Example: Upload user_name and zip_code

arel = User.where(country_code: 'US')                                            
job.upload_arel(arel, :user_name, :zip_code)                  

Mongoid Queries

Upload the result of a MongoDB query to the input collection for processing. Useful when an entire MongoDB collection, or part thereof needs to be processed by a job.

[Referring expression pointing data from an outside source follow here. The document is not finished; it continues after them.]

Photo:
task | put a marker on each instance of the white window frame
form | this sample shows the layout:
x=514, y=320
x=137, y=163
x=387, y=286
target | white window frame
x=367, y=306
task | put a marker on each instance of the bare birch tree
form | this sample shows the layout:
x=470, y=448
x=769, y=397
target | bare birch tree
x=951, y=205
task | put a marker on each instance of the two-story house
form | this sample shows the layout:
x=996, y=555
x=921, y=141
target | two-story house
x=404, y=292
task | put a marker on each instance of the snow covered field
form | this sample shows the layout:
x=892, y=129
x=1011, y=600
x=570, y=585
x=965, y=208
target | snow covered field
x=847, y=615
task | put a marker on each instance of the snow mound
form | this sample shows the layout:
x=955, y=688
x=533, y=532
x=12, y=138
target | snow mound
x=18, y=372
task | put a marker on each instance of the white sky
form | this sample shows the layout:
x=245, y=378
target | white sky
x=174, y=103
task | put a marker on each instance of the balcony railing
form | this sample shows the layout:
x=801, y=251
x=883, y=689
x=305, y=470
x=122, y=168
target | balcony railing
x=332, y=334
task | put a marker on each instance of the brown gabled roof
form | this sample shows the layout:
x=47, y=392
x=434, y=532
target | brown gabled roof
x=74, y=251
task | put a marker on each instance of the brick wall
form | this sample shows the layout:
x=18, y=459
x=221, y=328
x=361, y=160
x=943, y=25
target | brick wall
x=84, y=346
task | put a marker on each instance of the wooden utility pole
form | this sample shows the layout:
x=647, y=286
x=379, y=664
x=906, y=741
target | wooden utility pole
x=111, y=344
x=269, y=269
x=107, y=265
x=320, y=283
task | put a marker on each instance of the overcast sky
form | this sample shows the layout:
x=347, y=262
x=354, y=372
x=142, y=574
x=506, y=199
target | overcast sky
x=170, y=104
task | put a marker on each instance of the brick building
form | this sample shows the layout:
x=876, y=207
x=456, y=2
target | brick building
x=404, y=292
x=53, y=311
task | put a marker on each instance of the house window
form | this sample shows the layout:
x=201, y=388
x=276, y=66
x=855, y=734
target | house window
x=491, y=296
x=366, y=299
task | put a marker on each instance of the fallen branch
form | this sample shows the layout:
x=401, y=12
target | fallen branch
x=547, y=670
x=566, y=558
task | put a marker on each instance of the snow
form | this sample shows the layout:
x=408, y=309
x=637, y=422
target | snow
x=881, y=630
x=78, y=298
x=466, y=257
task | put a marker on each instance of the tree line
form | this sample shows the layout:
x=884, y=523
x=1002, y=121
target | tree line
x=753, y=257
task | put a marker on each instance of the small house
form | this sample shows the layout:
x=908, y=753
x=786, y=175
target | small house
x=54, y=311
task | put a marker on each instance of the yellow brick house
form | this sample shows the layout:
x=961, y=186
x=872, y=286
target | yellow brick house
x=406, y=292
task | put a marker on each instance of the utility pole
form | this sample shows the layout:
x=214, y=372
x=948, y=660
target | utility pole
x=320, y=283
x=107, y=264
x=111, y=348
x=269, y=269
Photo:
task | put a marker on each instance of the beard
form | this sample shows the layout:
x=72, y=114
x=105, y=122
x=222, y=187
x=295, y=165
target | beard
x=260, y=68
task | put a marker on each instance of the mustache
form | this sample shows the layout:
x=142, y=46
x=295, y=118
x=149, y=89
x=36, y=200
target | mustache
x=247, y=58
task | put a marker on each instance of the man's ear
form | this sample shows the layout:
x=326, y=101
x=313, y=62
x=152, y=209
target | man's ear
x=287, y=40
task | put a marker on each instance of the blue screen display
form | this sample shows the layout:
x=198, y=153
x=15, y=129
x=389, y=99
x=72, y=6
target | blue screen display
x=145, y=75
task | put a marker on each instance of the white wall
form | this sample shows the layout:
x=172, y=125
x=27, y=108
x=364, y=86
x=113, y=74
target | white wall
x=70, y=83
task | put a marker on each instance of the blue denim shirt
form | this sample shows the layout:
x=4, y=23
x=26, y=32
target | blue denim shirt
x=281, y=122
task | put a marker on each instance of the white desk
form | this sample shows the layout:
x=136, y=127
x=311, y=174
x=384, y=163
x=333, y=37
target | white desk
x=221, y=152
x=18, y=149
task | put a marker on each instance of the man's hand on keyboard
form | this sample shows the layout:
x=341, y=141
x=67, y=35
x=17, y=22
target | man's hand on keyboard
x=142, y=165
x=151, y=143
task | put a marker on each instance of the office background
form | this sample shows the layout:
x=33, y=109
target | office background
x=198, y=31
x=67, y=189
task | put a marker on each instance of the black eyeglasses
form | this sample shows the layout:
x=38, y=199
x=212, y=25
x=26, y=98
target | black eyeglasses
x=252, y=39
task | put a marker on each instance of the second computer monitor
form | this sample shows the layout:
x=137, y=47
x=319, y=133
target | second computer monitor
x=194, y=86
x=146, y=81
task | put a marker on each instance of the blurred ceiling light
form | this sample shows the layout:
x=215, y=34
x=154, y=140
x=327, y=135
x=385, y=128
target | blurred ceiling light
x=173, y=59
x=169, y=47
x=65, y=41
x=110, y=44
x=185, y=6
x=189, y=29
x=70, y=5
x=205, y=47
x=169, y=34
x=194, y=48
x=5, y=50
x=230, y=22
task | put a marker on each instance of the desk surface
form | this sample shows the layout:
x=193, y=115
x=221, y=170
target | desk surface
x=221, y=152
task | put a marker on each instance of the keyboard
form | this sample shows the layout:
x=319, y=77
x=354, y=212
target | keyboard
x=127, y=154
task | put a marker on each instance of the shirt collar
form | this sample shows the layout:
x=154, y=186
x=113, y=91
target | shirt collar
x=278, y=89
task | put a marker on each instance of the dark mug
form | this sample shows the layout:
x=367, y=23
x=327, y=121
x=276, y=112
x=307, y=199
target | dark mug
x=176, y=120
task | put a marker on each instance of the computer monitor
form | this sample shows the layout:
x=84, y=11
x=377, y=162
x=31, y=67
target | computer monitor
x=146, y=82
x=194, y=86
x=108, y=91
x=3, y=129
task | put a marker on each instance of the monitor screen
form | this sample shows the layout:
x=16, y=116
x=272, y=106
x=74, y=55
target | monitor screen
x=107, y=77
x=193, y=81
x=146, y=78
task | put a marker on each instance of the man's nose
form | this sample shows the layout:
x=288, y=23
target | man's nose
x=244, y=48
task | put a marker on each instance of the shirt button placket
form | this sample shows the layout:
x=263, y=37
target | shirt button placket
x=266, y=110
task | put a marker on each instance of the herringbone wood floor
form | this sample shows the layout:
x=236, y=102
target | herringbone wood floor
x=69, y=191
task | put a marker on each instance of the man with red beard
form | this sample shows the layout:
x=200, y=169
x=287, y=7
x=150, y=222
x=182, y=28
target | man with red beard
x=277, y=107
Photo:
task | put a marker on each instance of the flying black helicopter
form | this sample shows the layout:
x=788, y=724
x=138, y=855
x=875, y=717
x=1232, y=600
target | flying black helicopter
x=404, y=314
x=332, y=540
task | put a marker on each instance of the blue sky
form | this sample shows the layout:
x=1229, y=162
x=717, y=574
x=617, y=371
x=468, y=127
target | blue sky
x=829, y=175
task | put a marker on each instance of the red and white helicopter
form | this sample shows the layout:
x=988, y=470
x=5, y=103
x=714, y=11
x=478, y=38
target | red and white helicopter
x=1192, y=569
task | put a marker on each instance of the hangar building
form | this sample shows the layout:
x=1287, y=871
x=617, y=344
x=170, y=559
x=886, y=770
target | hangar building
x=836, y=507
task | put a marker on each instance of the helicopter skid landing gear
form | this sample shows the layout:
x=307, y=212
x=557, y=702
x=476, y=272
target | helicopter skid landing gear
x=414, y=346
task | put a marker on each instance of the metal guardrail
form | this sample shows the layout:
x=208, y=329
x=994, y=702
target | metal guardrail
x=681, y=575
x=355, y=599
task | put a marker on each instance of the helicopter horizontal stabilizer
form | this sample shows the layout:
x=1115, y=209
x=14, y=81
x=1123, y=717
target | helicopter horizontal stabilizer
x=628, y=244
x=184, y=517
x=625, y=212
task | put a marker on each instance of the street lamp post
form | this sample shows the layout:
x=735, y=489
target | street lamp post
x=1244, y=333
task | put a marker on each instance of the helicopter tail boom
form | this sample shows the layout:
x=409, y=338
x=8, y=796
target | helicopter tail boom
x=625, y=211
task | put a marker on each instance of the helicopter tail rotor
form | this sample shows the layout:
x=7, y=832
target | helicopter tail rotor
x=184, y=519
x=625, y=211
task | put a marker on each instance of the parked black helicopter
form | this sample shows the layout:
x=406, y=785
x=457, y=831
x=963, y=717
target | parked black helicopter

Returns [Integer] the number of records uploaded

If a Block is supplied it is passed the document returned from the database and should return a record for processing.

If no Block is supplied then the record will be the :fields returned from MongoDB.

Notes:

This method uses the collection directly and not the Mongoid document to avoid the overhead of constructing a model with every document returned by the query.
The Block must return types that can be serialized to BSON.
- Valid Types: Hash | Array | String | Integer | Float | Symbol | Regexp | Time
- Invalid: Date, etc.
- With a Hash, the keys must be strings and not symbols.

Example: Upload document ids

criteria = User.where(state: 'FL')
job.upload_mongo_query(criteria)

Example: Specify one or more columns other than just the document id to upload:

criteria = User.where(state: 'FL')
job.upload_mongo_query(criteria, :zip_code)

Upload Block

When a block is supplied, it is given a record stream into which individual records can be written.

Upload by writing records one at a time to the upload stream.

job.upload do |writer|
  10.times { |i| writer << i }
end

Batch Job Throttling

Throttle the number of workers that can work on a batch job instance at any time.

Limiting can be used when too many concurrent workers are:

Overwhelming a third party system by calling it too frequently.
Impacting the online production systems by writing too much data too quickly to the master database.

Worker limiting also allows batch jobs to be processed concurrently instead of sequentially.

The throttle_running_workers throttle can be changed at any time, even while the job is running to either increase or decrease the number of workers working on that job.

class ReverseJob < RocketJob::Job
  include RocketJob::Batch

  # No more than 10 workers should work on this job at a time
  self.throttle_running_workers = 10

  def perform(line)
    line.reverse
  end
end

Multiple Output Files

A single batch job can also create multiple output files by categorizing the result of the perform method.

This can be used to output one file with results from the job and another for outputting for example the lines that were too short.

class MultiFileJob < RocketJob::Job
  include RocketJob::Batch

  self.destroy_on_complete = false

  output_category
  # Register additional `:invalid` output category for this job
  output_category(name: :invalid)

  def perform(line)
    if line.length < 10
      # The line is too short, send it to the invalid output collection
      Result.new(line, :invalid)
    else
      # Reverse the line ( default output goes to the :main output collection )
      line.reverse
    end
  end
end

When complete, download the results of the batch into 2 files:

# Download the regular results
job.download('reversed.txt.gz')

# Download the invalid results to a separate file
job.download('invalid.txt.gz', category: :invalid)

Error Handling

Since a Batch job breaks a single job into slices, individual records within slices can fail while others are still being processed.

# Display the exceptions for failed slices:
job = RocketJob::Job.find('55bbce6b498e76424fa103e8')
job.input.each_failed_record do |record, slice|
  p slice.exception
end

Once all slices have been processed and there are only failed slices left, then the job as a whole is failed.

Reading Tabular Files

Very often received data is in a format very similar to that of a spreadsheet with rows and columns, such as CSV, or Excel files. Usually the first row is the header that describes what each column contains. The remaining rows are the actual data for processing.

To direct Rocket Job Batch to read the input as csv, add the format option to the input_category. Now each CSV line will be parsed just before the perform method is called, and a Hash will be passed in as the first argument to perform, instead of the csv line.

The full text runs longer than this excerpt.